What Are The Benefits Of Nanite

  • Nanite allows you to directly import high quality models into your projects, you can use photorealistic scans and high poly models without having worry about how it will effect the performance of your game or project. Nanite can handle millions of polygons being on the screen.
  • Nanite automatically calculates LOD's you do not have to worry about making multiple LOD's for versions of your model Nanite will handle this.
  • In games sometimes normal maps are used to increase the quality of a model to make it look more realistic. With Nanite you can just directly import that high quality model without baking in normal maps this can save you time.
  • Kit bashing is easier. Kit bashing references the concept where you take a bunch of models from different places and combine them together to create a scene. Before it was not as efficient to do. As Kit bashing meant you would have to load in many different models which could drain the performance of your project.
  • Nanite compress meshes very well which can improve the performance of your project and it will take up less memory on your disk. Below you can see the comparison between two meshes which have the same amount of triangles. You can see the Nanite mesh is around 7x smaller.
Nanite Mesh Details

What Are The Limitations Of Nanite

  • It does not work that well with Aggerate Geometry.
  • Aggregate geometry is geometry that has fine details such as as hair, leaves on trees, and grass. Although In Unreal Engine 5.1 Nanite has been updated to work with foliage and Unreal Engine is continuously improving so this could change and it doesn't mean you can't enable nanite on these types of geometry.
Hair In Unreal Engine
  • It also does not work so well with Closely Stacked Surfaces. This is when loads of meshes are stacked on top of one another. Nanite does a good job of detecting static meshes and optimising them although when mesh is close together. Nanite sometimes is not able to determine which is on top or bottom, causing both meshes to be drawn simultaneously.
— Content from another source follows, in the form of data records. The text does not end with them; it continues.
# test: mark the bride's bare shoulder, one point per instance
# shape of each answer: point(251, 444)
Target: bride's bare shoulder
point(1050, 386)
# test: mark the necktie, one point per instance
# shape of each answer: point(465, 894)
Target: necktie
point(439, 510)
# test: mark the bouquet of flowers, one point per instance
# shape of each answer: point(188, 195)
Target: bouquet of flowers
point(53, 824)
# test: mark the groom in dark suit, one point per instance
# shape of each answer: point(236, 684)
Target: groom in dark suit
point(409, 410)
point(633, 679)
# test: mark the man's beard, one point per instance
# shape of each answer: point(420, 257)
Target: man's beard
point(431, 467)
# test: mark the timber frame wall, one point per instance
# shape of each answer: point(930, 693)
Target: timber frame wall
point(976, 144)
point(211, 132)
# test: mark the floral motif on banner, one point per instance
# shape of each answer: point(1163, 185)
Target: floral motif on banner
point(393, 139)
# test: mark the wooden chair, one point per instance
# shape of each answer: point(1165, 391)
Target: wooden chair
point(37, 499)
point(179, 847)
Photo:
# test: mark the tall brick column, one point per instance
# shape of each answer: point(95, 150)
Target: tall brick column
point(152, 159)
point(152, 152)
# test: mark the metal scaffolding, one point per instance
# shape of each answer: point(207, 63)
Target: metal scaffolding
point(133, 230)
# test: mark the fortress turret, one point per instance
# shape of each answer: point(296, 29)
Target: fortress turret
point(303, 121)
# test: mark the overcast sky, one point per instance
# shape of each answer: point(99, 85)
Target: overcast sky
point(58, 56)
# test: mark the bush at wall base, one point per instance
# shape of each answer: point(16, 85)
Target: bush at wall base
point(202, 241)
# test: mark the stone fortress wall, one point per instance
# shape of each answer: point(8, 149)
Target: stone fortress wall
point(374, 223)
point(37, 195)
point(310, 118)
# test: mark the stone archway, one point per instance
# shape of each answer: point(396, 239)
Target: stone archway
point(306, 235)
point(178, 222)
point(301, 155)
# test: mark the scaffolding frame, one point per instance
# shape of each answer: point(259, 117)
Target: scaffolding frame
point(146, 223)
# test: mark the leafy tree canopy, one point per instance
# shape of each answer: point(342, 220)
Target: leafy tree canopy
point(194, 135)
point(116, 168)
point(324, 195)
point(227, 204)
This can result in overdraw when the same pixel is drawn multiple times in a single frame which is not efficient.
  • An example of this is shown in the image below.
Stacked Nanite Meshes

Nanite also only works with certain meshes. Nanite Does not support:

  • Deforming/skeletal meshes
  • Splines Meshes

When Should You Use Nanite

Nanite should be used where possible as you get much better performance, better memory management and it will take up less memory on your disk.

The Unreal Engine Documentation recommends you should use Nanite :

  • When a mesh contains many triangles, or has triangles that will be very small on screen.
  • When a mesh has many instances in the scene, so if your using the same model multiple times.
  • If the mesh acts a major occlude ( an object that blocks light ) an example of this would be a big closed mesh like a giant cliff face.

Summary

Hopefully you know have a better understanding of what Nanite is, how it works when it should be used, its benefits and limitations.